In-context learning is the ability of a large language model to pick up a new task from examples in the prompt, without any weight updates. Learn how it works and how to use it.
More about In-Context Learning
In-context learning (ICL) is the ability of a large language model to learn a new task purely from examples provided inside the prompt, without any gradient updates or retraining. You place a few worked examples in front of a new input, and the model generalises from the pattern to produce the right output.
ICL was one of the defining surprises of the GPT-3 era. Earlier NLP systems had to be trained or fine-tuned for each new task. With a sufficiently large pretrained model, you could skip training entirely for many tasks by just showing the model what you wanted. That capability is the foundation of modern prompt-based workflows.
How In-Context Learning Works
A standard ICL prompt has three parts:
- A short description of the task.
- A handful of input-output example pairs.
- The actual input the model should handle.
The model processes the whole prompt in a single forward pass. It does not update its weights. It simply uses the examples to condition its next-token predictions on patterns that match the task. In that sense, "learning" is a slight misnomer: the model is not changing, it is pattern-matching on the fly.
Mechanistically, ICL appears to work because large models have absorbed so many task demonstrations during pretraining that seeing a new demonstration activates an implicit prior about what the task is. Active research is still teasing apart exactly how and why this emerges in models beyond a certain size.

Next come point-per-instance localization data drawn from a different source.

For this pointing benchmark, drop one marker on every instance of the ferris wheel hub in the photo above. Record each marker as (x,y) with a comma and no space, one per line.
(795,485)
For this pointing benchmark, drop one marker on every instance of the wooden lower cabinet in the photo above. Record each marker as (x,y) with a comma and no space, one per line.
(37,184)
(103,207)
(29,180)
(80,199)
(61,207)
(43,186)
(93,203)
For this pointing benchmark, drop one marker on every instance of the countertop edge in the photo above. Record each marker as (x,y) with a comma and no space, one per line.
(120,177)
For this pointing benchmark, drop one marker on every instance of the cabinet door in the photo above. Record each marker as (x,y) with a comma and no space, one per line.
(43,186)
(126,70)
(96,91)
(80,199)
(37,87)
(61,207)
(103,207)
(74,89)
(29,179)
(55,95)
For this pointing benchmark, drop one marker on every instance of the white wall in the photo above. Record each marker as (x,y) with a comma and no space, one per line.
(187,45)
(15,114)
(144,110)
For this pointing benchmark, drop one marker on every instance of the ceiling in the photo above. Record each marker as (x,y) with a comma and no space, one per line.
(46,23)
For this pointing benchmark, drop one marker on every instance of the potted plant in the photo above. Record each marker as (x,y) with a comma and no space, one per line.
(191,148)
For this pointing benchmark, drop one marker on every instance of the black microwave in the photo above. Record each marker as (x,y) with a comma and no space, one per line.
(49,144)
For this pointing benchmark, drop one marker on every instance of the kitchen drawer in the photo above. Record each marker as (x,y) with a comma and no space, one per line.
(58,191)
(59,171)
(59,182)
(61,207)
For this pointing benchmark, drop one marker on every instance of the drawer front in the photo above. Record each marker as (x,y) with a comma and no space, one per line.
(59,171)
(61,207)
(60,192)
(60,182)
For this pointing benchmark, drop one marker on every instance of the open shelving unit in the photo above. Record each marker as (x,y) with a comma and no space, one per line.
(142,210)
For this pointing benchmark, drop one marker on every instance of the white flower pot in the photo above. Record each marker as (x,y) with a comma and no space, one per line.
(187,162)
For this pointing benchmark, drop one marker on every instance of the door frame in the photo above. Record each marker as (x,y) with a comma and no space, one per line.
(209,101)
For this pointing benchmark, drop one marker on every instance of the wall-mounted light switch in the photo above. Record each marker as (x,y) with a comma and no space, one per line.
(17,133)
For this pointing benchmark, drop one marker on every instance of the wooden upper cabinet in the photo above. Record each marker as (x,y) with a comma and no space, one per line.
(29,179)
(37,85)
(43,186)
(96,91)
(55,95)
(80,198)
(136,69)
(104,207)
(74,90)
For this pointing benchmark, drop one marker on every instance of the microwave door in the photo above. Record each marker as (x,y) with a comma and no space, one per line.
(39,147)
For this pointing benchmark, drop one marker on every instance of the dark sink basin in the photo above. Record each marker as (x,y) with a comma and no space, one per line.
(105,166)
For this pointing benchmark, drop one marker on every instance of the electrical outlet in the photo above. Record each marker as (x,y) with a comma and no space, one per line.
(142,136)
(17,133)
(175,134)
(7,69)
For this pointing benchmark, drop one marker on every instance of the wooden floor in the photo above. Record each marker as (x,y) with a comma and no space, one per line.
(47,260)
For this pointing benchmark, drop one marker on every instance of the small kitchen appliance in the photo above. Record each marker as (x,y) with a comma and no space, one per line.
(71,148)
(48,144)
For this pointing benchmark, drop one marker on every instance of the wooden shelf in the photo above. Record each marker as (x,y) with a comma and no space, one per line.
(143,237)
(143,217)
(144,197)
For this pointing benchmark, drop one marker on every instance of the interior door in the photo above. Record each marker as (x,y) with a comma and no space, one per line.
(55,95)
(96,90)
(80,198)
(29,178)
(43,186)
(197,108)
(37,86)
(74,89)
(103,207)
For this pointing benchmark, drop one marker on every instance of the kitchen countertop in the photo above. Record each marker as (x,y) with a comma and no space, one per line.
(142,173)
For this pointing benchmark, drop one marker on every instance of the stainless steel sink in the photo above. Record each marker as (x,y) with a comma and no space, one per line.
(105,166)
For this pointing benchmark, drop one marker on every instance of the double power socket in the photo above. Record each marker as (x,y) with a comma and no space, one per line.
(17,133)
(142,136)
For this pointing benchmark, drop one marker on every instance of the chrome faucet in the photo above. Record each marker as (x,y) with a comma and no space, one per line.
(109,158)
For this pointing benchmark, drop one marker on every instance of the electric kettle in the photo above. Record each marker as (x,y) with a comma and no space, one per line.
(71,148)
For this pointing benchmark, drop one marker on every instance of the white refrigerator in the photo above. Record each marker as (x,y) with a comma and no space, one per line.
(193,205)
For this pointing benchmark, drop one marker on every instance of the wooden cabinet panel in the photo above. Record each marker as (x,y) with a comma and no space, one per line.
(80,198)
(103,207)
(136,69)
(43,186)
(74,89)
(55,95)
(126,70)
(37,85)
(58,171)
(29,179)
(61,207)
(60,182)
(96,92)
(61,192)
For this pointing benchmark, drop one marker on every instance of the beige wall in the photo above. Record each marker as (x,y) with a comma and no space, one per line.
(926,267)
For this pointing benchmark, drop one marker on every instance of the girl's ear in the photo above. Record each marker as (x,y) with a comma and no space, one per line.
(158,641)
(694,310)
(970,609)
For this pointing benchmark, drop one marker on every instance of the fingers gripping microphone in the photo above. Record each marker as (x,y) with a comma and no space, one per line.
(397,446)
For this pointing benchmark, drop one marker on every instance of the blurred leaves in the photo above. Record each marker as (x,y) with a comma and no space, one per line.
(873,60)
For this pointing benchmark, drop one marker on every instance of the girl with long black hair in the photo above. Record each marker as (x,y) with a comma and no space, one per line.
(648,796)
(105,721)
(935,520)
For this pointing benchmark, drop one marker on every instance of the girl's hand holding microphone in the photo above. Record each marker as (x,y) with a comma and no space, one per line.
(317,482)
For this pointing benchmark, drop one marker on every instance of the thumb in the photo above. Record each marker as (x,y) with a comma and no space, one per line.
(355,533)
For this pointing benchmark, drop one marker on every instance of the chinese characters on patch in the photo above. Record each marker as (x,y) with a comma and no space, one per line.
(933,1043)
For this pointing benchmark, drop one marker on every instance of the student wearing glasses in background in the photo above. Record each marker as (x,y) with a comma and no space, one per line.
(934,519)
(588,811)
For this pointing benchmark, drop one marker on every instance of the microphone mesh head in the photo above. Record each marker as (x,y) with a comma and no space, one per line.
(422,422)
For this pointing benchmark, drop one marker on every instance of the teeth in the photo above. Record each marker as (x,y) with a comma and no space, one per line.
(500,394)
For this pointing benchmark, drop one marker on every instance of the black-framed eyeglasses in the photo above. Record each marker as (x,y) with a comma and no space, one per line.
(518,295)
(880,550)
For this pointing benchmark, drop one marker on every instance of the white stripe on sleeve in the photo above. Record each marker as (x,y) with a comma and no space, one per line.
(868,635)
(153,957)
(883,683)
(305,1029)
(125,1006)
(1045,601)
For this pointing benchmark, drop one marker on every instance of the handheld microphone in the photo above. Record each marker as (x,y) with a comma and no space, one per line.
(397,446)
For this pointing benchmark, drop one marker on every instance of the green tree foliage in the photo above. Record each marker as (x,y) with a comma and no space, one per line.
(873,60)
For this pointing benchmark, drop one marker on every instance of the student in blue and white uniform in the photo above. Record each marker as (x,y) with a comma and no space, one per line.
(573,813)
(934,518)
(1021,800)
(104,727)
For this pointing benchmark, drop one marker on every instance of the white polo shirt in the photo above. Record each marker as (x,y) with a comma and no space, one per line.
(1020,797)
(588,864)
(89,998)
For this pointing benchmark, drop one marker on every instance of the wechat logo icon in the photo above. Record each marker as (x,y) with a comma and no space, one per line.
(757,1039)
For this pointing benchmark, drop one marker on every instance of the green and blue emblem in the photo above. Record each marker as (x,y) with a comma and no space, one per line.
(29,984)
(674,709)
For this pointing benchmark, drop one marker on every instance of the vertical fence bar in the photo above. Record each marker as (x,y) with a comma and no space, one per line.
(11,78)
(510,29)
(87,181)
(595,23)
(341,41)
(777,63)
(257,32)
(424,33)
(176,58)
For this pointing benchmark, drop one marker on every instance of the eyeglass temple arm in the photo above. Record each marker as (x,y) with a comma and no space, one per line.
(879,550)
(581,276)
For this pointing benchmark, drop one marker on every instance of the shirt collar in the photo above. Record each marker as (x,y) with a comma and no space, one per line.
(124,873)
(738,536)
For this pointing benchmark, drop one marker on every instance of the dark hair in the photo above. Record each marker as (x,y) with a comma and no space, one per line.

In-Context Learning vs. Fine-Tuning
Both let you specialise a model, but at very different cost and flexibility levels:
- In-context learning: examples live in the prompt. Zero training time. Model weights unchanged. You can switch tasks between requests.
- Fine-tuning: examples update the model weights. Training time required. Model is now specialised. Switching tasks means using a different model.
ICL is faster to iterate on and better for rapidly changing requirements. Fine-tuning is better when you want lower per-request cost, shorter prompts, or very consistent behaviour at scale.
In-Context Learning vs. Few-Shot and Zero-Shot
The terms overlap:
- Zero-shot learning: one instruction, no examples.
- Few-shot learning: one instruction, a handful of examples.
- In-context learning: the underlying mechanism by which few-shot works in LLMs.
In practice, "few-shot" describes what you do and "in-context learning" describes why it works. Most writing treats them as synonyms.
Why In-Context Learning Matters for Chatbots
ICL is what lets teams build a capable chatbot in hours instead of weeks:
- Rapid iteration: tweak the prompt, see the change immediately. No training cycles.
- Per-customer or per-intent customisation: different examples for different use cases, all running on the same underlying model.
- Format control: show two examples of the JSON shape you want and the model almost always matches it.
- Tone control: demonstrate the voice you want rather than describing it.
Combined with retrieval augmented generation, ICL is the standard pattern for production chatbots. The retrieval step pulls domain-specific context into the prompt; ICL lets the model apply task-specific reasoning patterns you have demonstrated.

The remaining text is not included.